Types of Debt
USDA loans typically have two different debt-to-income ratio guidelines. The ratio of potential mortgage debt to income must be no greater than 29 percent. This means that the amount of debt you would take on as a result of the mortgage must not be more than 29 percent of your total income. The ratio of total debt to income must be no greater than 41 percent. All your debts, including your potential mortgage, must not be more than 41 percent of your income.
Maximum Loan Amount
The maximum amount you may borrow for your USDA mortgage depends on your debt-to-income ratio. Those whose debt-to-income ratio closely matches the guidelines may have more trouble making mortgage payments because of other debt guidelines. Thus, borrowers whose incomes closely match the maximum guidelines for debt-to-income ratio cannot borrow as much money as those who make far more income than the debt they carry.
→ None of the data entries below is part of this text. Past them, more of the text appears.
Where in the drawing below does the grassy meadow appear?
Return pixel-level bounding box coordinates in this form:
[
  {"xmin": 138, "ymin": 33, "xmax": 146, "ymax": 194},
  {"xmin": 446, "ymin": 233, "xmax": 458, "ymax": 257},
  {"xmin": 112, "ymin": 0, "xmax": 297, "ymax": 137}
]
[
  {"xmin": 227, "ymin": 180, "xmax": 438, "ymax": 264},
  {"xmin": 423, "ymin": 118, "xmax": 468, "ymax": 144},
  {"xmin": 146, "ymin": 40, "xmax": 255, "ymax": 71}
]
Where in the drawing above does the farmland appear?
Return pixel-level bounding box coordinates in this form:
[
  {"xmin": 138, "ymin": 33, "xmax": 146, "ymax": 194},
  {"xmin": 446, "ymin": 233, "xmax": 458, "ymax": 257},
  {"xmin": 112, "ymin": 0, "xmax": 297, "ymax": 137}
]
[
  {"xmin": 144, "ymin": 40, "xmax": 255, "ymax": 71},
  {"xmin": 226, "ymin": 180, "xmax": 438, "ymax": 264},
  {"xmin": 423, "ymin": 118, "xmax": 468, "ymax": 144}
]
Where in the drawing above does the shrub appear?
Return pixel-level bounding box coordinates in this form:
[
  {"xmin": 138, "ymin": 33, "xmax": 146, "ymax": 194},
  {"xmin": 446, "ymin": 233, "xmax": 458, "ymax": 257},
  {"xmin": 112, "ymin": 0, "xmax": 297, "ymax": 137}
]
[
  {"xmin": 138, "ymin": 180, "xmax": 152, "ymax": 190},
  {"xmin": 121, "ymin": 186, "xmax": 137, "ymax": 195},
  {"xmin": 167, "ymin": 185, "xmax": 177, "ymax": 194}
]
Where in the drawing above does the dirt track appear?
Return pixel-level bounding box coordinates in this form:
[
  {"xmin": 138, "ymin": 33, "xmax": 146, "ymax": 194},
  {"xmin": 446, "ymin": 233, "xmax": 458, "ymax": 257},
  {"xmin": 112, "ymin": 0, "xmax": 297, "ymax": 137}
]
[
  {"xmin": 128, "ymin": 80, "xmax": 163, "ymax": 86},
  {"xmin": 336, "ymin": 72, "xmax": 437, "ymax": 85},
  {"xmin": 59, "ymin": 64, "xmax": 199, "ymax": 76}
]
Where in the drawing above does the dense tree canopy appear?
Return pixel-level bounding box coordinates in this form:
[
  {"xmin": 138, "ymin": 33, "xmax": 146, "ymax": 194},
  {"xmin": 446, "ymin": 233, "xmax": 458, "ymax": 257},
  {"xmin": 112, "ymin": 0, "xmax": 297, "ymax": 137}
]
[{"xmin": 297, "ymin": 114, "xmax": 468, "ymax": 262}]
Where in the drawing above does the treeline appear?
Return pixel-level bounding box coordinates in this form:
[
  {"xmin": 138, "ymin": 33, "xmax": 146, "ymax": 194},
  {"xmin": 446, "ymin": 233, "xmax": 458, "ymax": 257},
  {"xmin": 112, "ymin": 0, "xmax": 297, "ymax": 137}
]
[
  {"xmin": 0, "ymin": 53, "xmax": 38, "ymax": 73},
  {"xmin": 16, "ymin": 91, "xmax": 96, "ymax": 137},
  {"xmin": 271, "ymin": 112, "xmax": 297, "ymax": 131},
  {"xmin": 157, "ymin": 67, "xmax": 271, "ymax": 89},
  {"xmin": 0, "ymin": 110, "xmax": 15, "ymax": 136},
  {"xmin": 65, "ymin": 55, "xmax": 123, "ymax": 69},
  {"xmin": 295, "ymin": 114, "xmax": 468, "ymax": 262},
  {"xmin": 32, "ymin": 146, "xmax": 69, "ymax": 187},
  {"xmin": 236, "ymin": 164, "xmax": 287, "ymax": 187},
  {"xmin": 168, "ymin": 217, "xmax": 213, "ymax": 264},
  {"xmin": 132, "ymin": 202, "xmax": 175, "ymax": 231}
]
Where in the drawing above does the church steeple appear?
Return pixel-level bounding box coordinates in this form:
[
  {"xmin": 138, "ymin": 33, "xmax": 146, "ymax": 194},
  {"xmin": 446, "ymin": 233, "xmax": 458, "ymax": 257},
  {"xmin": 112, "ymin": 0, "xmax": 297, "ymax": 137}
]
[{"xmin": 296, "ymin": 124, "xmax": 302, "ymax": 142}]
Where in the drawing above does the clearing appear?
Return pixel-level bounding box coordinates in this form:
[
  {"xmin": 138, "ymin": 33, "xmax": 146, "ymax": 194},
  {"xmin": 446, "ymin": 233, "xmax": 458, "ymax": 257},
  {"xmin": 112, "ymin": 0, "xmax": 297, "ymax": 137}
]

The USDA examines the borrower's credit score in addition to his debt-to-income ratio when making decisions about his USDA loan application. In general, borrowers must have a credit score of 620 or more to borrow money through the USDA loan program. This credit score indicates that the borrower pays most of his debts on time and does not carry a significant amount of monthly debt. A lower credit score suggests the borrower has trouble paying back debts, even if his debt-to-income ratio falls within program standards.
To qualify for USDA mortgages as of 2011, you must make less than 115 percent of the median income for your area. Your debt-to-ratio income does not matter if you don't meet this criteria. For example, if your debt-to-income ratio is low because you make an extremely high amount of money per year, you will not qualify for USDA mortgages. The USDA lists income limits for each state on its website (see Resources).